The first LED projector in the market was the FL32 from ProjectionDesign, which produced about 600 lumens. These LED projectors were typically used in niche markets such as simulation, where the low cost of ownership was more important than the limited brightness output. The FL32 could run up to 32,000 hours before maintenance, with a light source capable of running 100,000 hours, almost 12 years in 24/7 operation.
Since ProjectionDesign used DLP (a Texas Instrument trademark) in the projection system, the use of LEDs enabled the projector manufacturers to stop using color wheels thus doing away with one of the drawbacks of DLP one chip projectors.
LEDs had other limitations, mostly having to do with their narrow bandwidth and optical design which produced problems of light refraction resulting in unwanted color artifacts. These problems were solved by changes in the design.
With recent developments in LED technology, projector manufacturer Norxe (https://norxe.com/) have brought to market an LED illuminated projector with more than 4,000 lumens, using the high-lumen-density ColourSpark HLD LED technology from Philips.
HYBRID LIGHT SOURCES
Like the hybrid car, using traditional fuel in combination with an electric battery, LED later made its way into projectors as one of two light sources in a hybrid illumination system. The first projector to market with a combined illumination source using LED and laser phosphor was Casio's XJ-A130 in 2010. The new benefits of this projector was the combination of technologies to create the colors: red was made from a native LED, blue by a native blue laser and green was created by converting the blue laser through a phosphor wheel. It produced 2,500 lumens and capable of 20,000 hours lifetime.
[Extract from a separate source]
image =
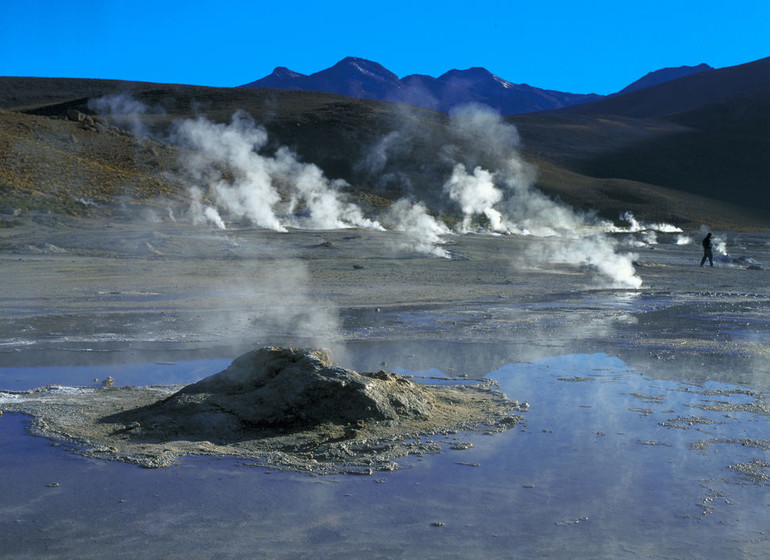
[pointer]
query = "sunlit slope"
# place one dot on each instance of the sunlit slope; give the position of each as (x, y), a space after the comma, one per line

One of the common and affordable illumination technologies today is laser phosphor and most projector manufacturers have released laser phosphor projectors. Designed with a mixture of blue lasers, where red and green is created from yellow phosphor or with red and blue lasers and yellow or green phosphor depending on the manufacturers' preferences.
At first, the laser phosphor illumination sources were available up to 7,000 lumens but they are now also available up to 32,000 lumens. Laser phosphor's main benefit is its typically 20,000 hour lifespan and unlike lamp based projectors, they are capable of 360-degree installation.
Pure laser has a number of benefits mainly made up of all the benefits of previous lighting systems mentioned above. For starters, you do not need to change the light source often, thus making the system more efficient with less costly light source renewals and with less maintenance. The projectors can be installed at any angle or configuration with no damage to the light source as in the use of lamps. Pure laser can produce the best color spectrum of all the systems, reaching and sometimes exceeding the requirements for REC2020 color space. It is also perfect for 3D projection because the left/right can be separated with higher precision to produce bright 3D instead of the dull system we have been accustomed to. Finally, pure laser is an environmentally friendly system because it uses over 50% less power with the added benefit of lower heat and consequently less requirements for ventilation and cooling.